The Agent Fabric connects multi-agent systems using a modular, standards-based architecture aligned with TM Forum’s Level 4 blueprint. Each agent registers a declarative profile card using the proposed TMF939 Agent Management API. This enables dynamic discovery, trust enforcement, and role-based coordination at runtime.
Agents operate autonomously and collaborate securely through metadata-driven agent and tool registries. The Trusted Advisor Component enforces privacy, policy, and trust at runtime. This allows CSPs to scale intelligent automation safely across OSS, BSS, RAN, transport, and customer domains.

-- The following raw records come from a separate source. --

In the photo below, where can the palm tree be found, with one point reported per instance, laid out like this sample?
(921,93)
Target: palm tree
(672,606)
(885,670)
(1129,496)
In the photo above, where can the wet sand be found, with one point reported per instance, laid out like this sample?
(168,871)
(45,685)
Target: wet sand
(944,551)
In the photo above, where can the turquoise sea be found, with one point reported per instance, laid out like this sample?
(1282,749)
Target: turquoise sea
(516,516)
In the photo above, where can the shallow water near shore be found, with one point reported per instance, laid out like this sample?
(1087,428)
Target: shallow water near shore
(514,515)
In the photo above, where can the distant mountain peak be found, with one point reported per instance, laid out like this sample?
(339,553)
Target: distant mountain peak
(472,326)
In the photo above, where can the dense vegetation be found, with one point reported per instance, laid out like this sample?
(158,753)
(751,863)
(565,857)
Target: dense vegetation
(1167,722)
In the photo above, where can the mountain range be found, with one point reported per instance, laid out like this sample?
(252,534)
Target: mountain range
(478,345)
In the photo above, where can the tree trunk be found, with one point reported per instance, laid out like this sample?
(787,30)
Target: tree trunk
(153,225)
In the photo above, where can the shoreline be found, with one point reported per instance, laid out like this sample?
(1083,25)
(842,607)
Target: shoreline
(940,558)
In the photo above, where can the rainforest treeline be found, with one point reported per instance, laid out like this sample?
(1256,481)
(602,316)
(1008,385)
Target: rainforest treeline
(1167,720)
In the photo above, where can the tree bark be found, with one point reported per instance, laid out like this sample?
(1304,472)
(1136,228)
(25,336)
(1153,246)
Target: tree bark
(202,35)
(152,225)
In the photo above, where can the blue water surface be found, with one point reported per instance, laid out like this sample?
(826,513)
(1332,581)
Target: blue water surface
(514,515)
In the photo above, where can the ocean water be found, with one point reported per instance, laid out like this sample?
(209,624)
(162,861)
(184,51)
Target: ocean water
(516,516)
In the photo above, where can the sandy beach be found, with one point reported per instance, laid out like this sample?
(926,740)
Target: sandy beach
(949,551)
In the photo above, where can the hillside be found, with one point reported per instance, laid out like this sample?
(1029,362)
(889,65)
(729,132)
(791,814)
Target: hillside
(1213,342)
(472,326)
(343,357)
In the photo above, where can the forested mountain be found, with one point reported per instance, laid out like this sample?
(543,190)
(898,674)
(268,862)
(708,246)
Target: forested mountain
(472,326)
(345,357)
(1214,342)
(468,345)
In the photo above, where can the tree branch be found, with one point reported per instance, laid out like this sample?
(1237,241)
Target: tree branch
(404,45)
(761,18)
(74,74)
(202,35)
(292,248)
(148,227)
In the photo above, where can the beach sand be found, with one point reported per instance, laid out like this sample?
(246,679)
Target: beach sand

Agents and tools coordinate using emerging protocols like A2A for agent interaction and MCP for tool invocation. TM Forum’s proposed Agent and Copilot APIs also support this coordination.
Applications and wider value
The new runtime will deliver a reduction of up to 30% in manual incident handling through multi-agent workflows. CSPs will save on operating costs, as the need for truck rolls and human intervention falls. Cross-domain collaboration could also lead to 25% faster root-cause detection.
The multi-agent system will “allow us to reduce response times and improve our network availability, thereby reducing operating costs and, more importantly, increasing customer satisfaction, which is one of our goals as a company: putting the customer at the center,” explains Pedro Garcia Parra, Director of Autonomous Network & Operations Transformation at Telefónica, one of the champions of the Catalyst.
Telefónica is keen to see firsthand the benefits of an agent architecture from a practical, as well as theoretical, perspective. “Foreseeing the use of autonomous agents, we will be able to implement new workflows, thus making our networks more flexible and future-ready,” adds Pedro Garcia Parra. "At Telefónica, we believe that participating in this catalyst will generate a series of very interesting results for us to fine-tune the most relevant aspects to achieve Level 4 in the near future.”
The Catalyst is focusing on a scalable adoption model, enabling CSPs to avoid having to make costly full-stack replacements. The goal is to reuse legacy infrastructure and enable sustainable usage of LLMs. The project is also promoting vendor-neutral interoperability and standardization, while ensuring the AI-based system is fully explainable. In this way, the team intends to enhance the trust and accountability, as well as the efficiency, of network operations centers.
The CSPs participating in the Catalyst span much of the world. They include AIS, China Unicom, Deutsche Telekom, Du, Orange, IOH, MTN, Telenor, TIM, Telefónica, Vodafone and ZAIN. The Catalyst’s work on advancing multi-agent systems may also be applicable well beyond the telecoms industry. Pedro Garcia Parra believes the project learnings will drive innovation. “This Catalyst allows us to look ahead from an innovative perspective, not just at Level 4,” he says. “The results will generate very interesting learnings that industry in general, not just telecommunications, can use and apply to other areas as well.”